Apart from this answer, there are also some nice additional answers to a similar question on gis.stackexchange.com
First I'll describe ordinary kriging with three points mathematically. Assume we have an intrinsically stationary random field.
Ordinary Kriging
We're trying to predict the value $Z(x_0)$ using the known values $Z=(Z(x_1),Z(x_2),Z(x_3))$ The prediction we want is of the form
$$\hat Z(x_0) = \lambda^T Z$$
where $\lambda = (\lambda_1,\lambda_2,\lambda_3)$ are the interpolation weights. We assume a constant mean value $\mu$. In order to obtain an unbiased result, we fix $\lambda_1 + \lambda_2 + \lambda_3 = 1$. We then obtain the following problem:
$$\text{min} \; E(Z(X_0) - \lambda^T Z)^2 \quad \text{s.t.}\;\; \lambda^T \mathbf{1} = 1.$$
Using the Lagrange multiplier method, we obtain the equations:
$$\sum^3_{j=1} \lambda_j \gamma(x_i - x_j) + m = \gamma(x_i - x_0),\;\; i=1,2,3,$$
$$\sum^3_{j=1} \lambda_j =1 ,$$
where $m$ is the lagrange multiplier and $\gamma$ is the (semi)variogram. From this, we can observe a couple of things:
- The weights do not depend on the mean value $\mu$.
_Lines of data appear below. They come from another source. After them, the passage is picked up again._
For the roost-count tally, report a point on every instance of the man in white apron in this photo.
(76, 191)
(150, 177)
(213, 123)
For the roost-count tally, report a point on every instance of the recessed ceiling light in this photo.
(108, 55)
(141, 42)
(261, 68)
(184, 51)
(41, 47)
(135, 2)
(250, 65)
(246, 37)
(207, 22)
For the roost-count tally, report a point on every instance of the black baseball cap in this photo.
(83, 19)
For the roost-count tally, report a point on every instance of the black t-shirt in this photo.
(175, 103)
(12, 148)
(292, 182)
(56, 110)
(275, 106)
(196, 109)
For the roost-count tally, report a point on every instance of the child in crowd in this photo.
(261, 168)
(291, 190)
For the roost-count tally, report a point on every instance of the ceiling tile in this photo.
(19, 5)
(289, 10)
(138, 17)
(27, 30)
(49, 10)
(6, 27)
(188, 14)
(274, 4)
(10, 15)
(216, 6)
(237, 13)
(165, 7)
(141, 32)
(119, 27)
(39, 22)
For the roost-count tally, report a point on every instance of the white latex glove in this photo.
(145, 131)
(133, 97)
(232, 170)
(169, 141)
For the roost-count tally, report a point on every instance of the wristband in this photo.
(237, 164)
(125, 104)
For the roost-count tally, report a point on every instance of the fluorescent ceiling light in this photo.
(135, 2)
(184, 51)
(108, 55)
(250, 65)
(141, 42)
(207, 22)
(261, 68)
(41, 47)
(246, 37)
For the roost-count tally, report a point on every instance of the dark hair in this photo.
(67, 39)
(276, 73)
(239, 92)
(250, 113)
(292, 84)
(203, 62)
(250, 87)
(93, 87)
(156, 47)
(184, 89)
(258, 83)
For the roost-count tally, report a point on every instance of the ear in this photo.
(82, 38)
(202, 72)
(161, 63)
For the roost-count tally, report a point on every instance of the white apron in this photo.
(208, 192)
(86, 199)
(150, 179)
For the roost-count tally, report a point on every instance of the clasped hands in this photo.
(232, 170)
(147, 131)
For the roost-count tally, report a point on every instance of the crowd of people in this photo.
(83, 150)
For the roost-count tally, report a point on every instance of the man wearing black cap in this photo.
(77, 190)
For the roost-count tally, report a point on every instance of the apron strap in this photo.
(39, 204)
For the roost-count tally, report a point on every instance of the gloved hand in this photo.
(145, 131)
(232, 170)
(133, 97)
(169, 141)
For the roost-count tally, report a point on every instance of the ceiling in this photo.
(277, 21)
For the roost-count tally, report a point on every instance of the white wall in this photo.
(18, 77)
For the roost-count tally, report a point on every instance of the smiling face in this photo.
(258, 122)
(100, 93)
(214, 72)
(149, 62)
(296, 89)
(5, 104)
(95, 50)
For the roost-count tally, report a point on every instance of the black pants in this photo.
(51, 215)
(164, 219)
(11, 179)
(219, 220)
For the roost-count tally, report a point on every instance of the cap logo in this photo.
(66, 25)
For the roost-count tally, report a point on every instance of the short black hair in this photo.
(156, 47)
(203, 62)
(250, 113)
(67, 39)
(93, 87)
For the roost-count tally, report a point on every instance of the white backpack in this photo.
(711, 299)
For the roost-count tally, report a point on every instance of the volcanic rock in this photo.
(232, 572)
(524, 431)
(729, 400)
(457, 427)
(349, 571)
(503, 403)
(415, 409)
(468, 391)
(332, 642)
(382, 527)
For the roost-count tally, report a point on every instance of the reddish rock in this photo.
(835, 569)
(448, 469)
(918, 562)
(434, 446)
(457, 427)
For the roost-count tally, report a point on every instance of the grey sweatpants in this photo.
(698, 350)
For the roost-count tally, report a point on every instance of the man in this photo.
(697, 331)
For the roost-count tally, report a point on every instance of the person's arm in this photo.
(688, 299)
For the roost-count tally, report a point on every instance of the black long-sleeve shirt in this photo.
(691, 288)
- The weights do not depend on the values of $Z$ at all. Only on the coordinates (in the isotropic case on the distance only)
- Each weight depends on location of all the other points.
The precise behaviour of the weights is difficult to see just from the equation, but one can very roughly say:
- The further the point is from $x_0$, the lower its weight is ("further" with respect to other points).
- However, being close to other points also lowers the weight.
- The result is very dependent on the shape, range, and, in particular, the nugget effect of the variogram. It would be quite illuminating to consider kriging on $\mathbb R$ with only two points and see how the result changes with different variogram settings.
I will however focus on the location of points in a plane. I wrote this little R function that takes in points from $[0,1]^2$ and plots the kriging weights (for exponential covariance function with zero nugget).
library(geoR)
# Plots prediction weights for kriging in the window [0,1]x[0,1] with the prediction point (0.5,0.5)
drawWeights <- function(x,y){
df <- data.frame(x=x,y=y, values = rep(1,length(x)))
data <- as.geodata(df, coords.col = 1:2, data.col = 3)
wls <- variofit(bin1,ini=c(1,0.5),fix.nugget=T)
weights <- round(as.numeric(krweights(data$coords,c(0.5,0.5),krige.control(obj.mod=wls, type="ok"))),3)
plot(data$coords, xlim=c(0,1), ylim=c(0,1))
segments(rep(0.5,length(x)), rep(0.5,length(x)),x, y, lty=3 )
text((x+0.5)/2,(y+0.5)/2,labels=weights)
}
You can play with it using spatstat's clickppp function:
library(spatstat)
points <- clickppp()
drawWeights(points$x,points$y)
Here are a couple of examples
Points equidistant from $x_0$ and from each other
deg <- seq(0,2*pi,length.out=4)
deg <- head(deg,length(deg)-1)
x <- 0.5*as.numeric(lapply(deg, cos)) + 0.5
y <- 0.5*as.numeric(lapply(deg, sin)) + 0.5
drawWeights(x,y)
Points close to each other will share the weights
deg <- c(0,0.1,pi)
x <- 0.5*as.numeric(lapply(deg, cos)) + 0.5
y <- 0.5*as.numeric(lapply(deg, sin)) + 0.5
drawWeights(x,y)
Nearby point "stealing" the weights
deg <- seq(0,2*pi,length.out=4)
deg <- head(deg,length(deg)-1)
x <- c(0.6,0.5*as.numeric(lapply(deg, cos)) + 0.5)
y <- c(0.6,0.5*as.numeric(lapply(deg, sin)) + 0.5)
drawWeights(x,y)
It is possible to get negative weights
Hope this gives you a feel for how the weights work.